Working from the diaspora, however, can also offer new opportunities for keeping the attention on their countries and advocating solutions to the international community. Communication platforms such as WhatsApp and Signal are immensely helpful in maintaining a connection to people back home and to other diaspora members who share messages of support and hope.
But diaspora activism can also prompt vicarious trauma and anxiety. Women peacebuilders may feel guilty about living in relative safety while their home countries are experiencing violence.
Many feel obligated to provide financial remittances, even when their own economic situation is precarious. Despite their best efforts to stay connected with their home countries, women peacebuilders often struggle to sustain their legitimacy while living abroad.

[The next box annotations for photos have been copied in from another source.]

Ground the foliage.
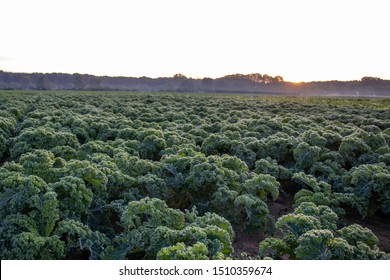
[0,92,390,259]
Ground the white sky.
[0,0,390,81]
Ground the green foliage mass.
[0,92,390,260]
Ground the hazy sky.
[0,0,390,81]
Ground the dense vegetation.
[0,92,390,259]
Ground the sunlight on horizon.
[0,0,390,82]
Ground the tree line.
[0,71,390,96]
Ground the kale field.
[0,91,390,260]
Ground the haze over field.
[0,0,390,81]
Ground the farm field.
[0,91,390,260]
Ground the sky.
[0,0,390,82]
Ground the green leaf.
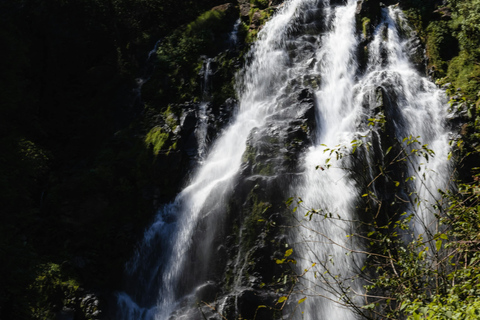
[285,249,293,257]
[277,296,288,303]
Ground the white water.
[292,1,450,319]
[118,0,449,320]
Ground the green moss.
[29,262,90,319]
[250,0,268,9]
[426,21,458,77]
[145,127,170,155]
[447,51,480,101]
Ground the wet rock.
[195,281,220,302]
[55,307,75,320]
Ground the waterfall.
[118,0,450,320]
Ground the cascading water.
[292,2,450,319]
[118,0,449,320]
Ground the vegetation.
[0,0,480,319]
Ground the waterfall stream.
[118,0,450,320]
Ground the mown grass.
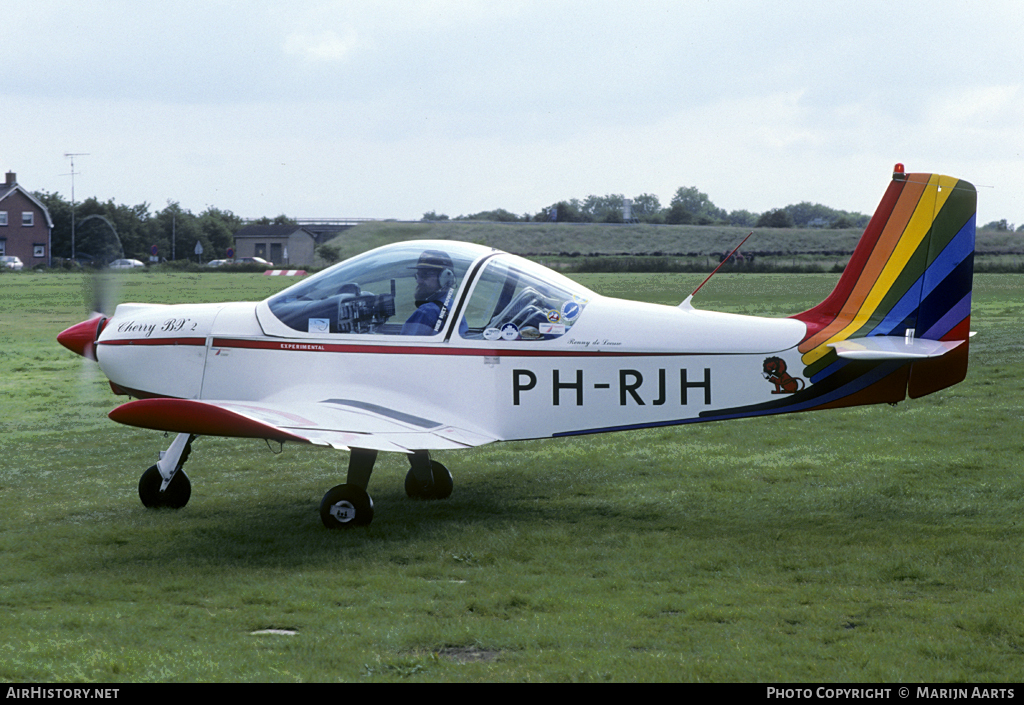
[323,220,1024,268]
[0,274,1024,682]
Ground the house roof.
[0,183,53,230]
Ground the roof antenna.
[679,231,754,308]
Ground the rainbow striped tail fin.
[793,164,978,406]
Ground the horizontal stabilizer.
[826,335,964,360]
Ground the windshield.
[268,241,493,335]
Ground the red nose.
[57,316,106,362]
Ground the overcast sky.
[0,0,1024,224]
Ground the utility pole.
[65,152,89,259]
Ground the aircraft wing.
[110,399,498,453]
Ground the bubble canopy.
[258,241,595,341]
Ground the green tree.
[667,186,728,225]
[757,208,794,227]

Access to mental health and psychosocial support, and to an ecosystem of diaspora peacebuilders that can relate to and validate their experiences is therefore critical. Maintaining their membership and participation in global networks such as WASL is also crucial, since often the skills and experiences gained in one setting can be adapted to others. This opportunity to share their knowledge and experience with peers across other countries is personally validating, professionally enhancing and has immense value and impact for their peers.
“As conflicts, climate and other crises ebb and flow, the women peacebuilders at the frontlines will remain the first responders and the points of contact for the delivery of assistance to marginalized regions and communities. They bring a deep reserve of cultural and political know-how, trust, and care, because it is their homes and communities that are at risk. But they cannot do the work alone. Support for their localized efforts, including capacity and technical resources to address the food, water, health, and energy crises that may arise is crucial.”